A great first step for me would be to allow prefix restriction, since this maps directly to S3 listing operations. If we could detect "$path" LIKE 's3://bucket/prefix/subkey_%' and map this to an S3 ListObjects with a prefix restriction set, it would meet the vast majority of my pseudo-bucketing requirements, as we carefully name S3 keys for such queries.

For instance, we have some objects named like this: s3://bucket/objectType/year=2019/month=11/day=15/hour=02/minute=47/source=81/data.orc While partitions are seemingly reasonable for data organized like this, this data is used for ingest and contains hundreds of thousands of objects per day, which are, over time, sorted and partitioned into production tables.

In the current implementation, if days are left behind in these ingest buckets, the S3 ListObjects operation begins taking tens of minutes, when only a hundred or so keys actually match the query.

bennysenone commented 4 years ago

We have a somewhat different use case because all our queries always pass the partition keys, however, the physical location of the partitions does not follow hive convention (we relocate partitions to other buckets with random prefixes to mitigate S3 object name common prefix that causes it to sit in the same S3 partition) We are looking at Apache Iceberg to overcome the partition scaling limit of the hive metastore

ddrinka commented 4 years ago

@bennysenone I'm also looking forward to Iceberg...

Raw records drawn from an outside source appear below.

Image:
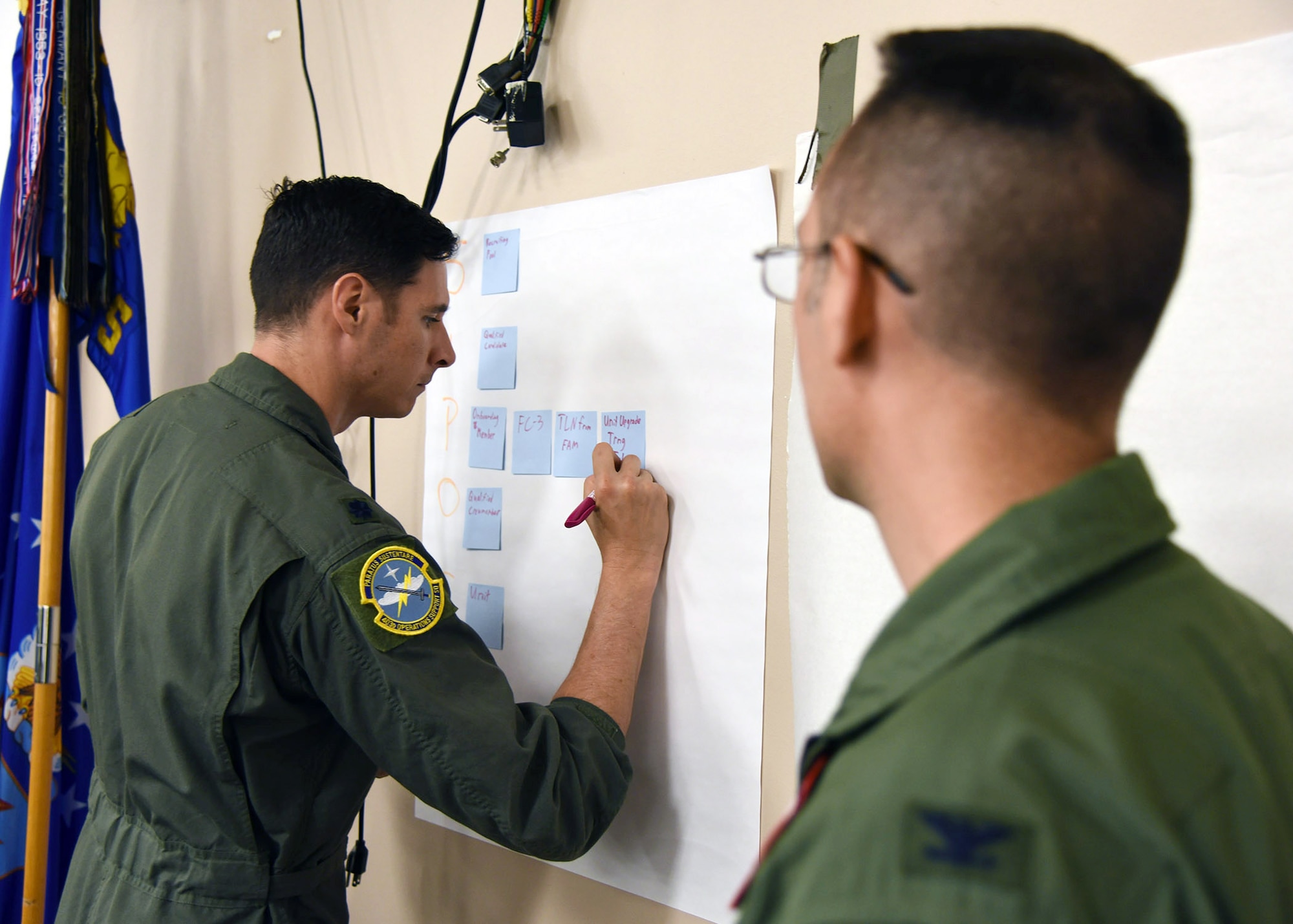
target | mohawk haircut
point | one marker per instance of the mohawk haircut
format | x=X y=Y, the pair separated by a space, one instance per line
x=1034 y=191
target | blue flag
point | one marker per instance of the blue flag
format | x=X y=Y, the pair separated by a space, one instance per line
x=118 y=347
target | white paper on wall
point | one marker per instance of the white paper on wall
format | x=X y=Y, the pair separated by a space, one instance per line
x=1212 y=409
x=842 y=584
x=646 y=306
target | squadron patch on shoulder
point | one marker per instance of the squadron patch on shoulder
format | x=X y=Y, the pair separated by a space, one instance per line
x=398 y=581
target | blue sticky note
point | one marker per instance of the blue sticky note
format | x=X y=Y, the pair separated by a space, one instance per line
x=486 y=614
x=488 y=438
x=502 y=262
x=532 y=443
x=498 y=359
x=575 y=434
x=484 y=526
x=626 y=433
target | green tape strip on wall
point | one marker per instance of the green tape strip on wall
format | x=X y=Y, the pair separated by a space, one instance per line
x=837 y=72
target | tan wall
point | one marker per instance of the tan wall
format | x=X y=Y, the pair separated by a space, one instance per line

FYI, the best practice of randomizing key prefixes to optimize S3 hash partitioning is no longer relevant. They fixed this in 2018: https://aws.amazon.com/about-aws/whats-new/2018/07/amazon-s3-announces-increased-request-rate-performance/

bennysenone commented 4 years ago

We had a lengthy discussion with AWS solution architects very recently because we kept getting hit by the S3 API rate limit. And the conclusion was that to be able leverage S3's automatic range partitioning, you need to introduce randomness as early as possible in the key name (key being the full path). Our ingestion pipeline performs online compaction of 3 minute ORC files (around 20MB each) into larger ones (up to 500MB)

ddrinka commented 4 years ago

@bennysenone That's surprising and concerning to hear, as the S3 documentation appeared very clear on this matter.

There's additional support for what you're describing here: https://stackoverflow.com/a/56155997

It sounds like what AWS changed isn't the partitioning scheme, but just the rate limits per partition, so that most applications won't hit the limits anymore. I find their public documentation of this to be really misleading, and it's helpful to have this new perspective.

That said, there's some conjecture in that same SO about whether the entire prefix is now hashed (everything before the last /), or just the first few characters as before. It sounds like you have that settled with your support team, and that randomness really needs to be introduced early in the key name?

bennysenone commented 4 years ago

According to AWS support, S3 dynamically decides if to split a key range based on access patterns. Each key range is indeed bound by the 5500 API calls/sec . Note that S3 can also do the merge back key ranges . So if the keys share a common prefix, which unfortunately we couldnt get a conclusive length , S3 internals wont split it. Therefore by smearing the prefix (we pre-pended a 4 character random ), it would smear the access across all ranges in the internal partition, there by triggering the key range split.